Ich will diesen Gedenktag nicht einfach so verstreichen lassen. An vieles wäre zu erinnern.Ich erinnere an eine Rede, die fassungslos macht:
Auszug aus Himmlers Rede an die SS-Gruppenführer in Posen (heute Poznań ) am 4. Oktober 1943
„…Es ist grundfalsch, wenn wir unsere ganze harmlose Seele mit Gemüt, wenn wir unsere Gutmütigkeit, unseren Idealismus in fremde Völker hineintragen. Das gilt, angefangen von Herder, der die „Stimmen der Völker“ wohl in einer besoffenen Stunde geschrieben hat und uns, den Nachkommen, damit so maßloses Leid und Elend gebracht hat. Das gilt, angefangen bei den Tschechen und Slowenen, denen wir ja ihr Nationalgefühl gebracht haben. Sie selber waren dazu gar nicht fähig, sondern wir haben das für sie erfunden.

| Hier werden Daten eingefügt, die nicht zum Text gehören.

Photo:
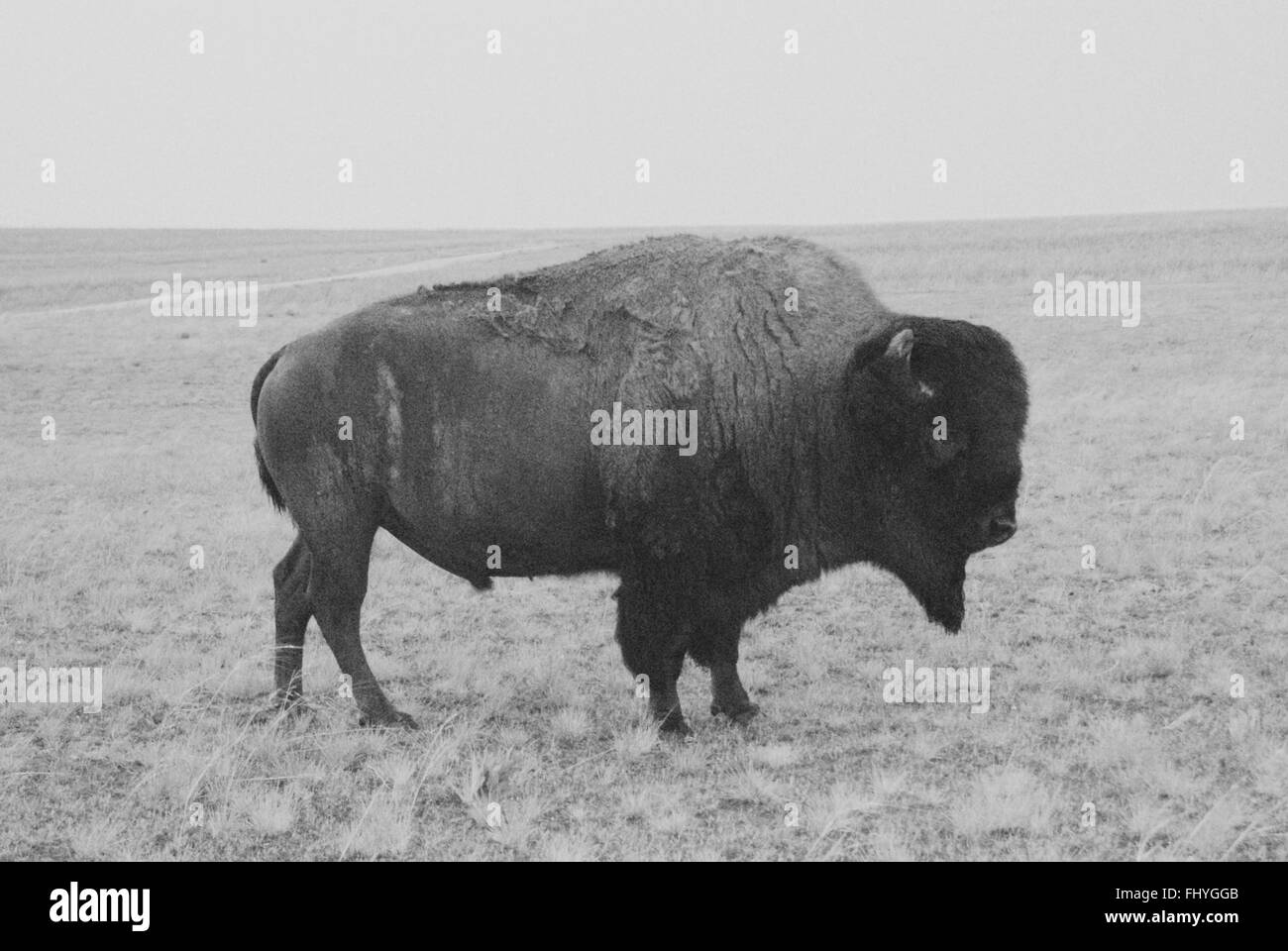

„……Wie es den Russen geht, wie es den Tschechen geht, ist mir total gleichgültig. Das, was in den Völkern an gutem Blut unserer Art vorhanden ist, werden wir uns holen, indem wir ihnen, wenn notwendig, die Kinder rauben und sie bei uns großziehen. Ob die anderen Völker in Wohlstand leben oder ob sie verrecken vor Hunger, das interessiert mich nur soweit, als wir sie als Sklaven für unsere Kultur brauchen, anders interessiert mich das nicht. Ob bei dem Bau eines Panzergrabens 10.000 russische Weiber an Entkräftung umfallen oder nicht, interessiert mich nur insoweit, als der Panzergraben für Deutschland fertig wird. Wir werden niemals roh und herzlos sein, wo es nicht sein muss; das ist klar. Wir Deutsche, die wir als einzige auf der Welt eine anständige Einstellung zum Tier haben, werden ja auch zu diesen Menschentieren eine anständige Einstellung einnehmen…..“
http://ghdi.ghi-dc.org/sub_document.cfm?document_id=1513&language=german
Am Ende der Rede: Beifall und „Sieg Heil“- Rufe. Nicht vermerkt ist, dass auch nur ein einziger der SS-Leute aufstand und ging.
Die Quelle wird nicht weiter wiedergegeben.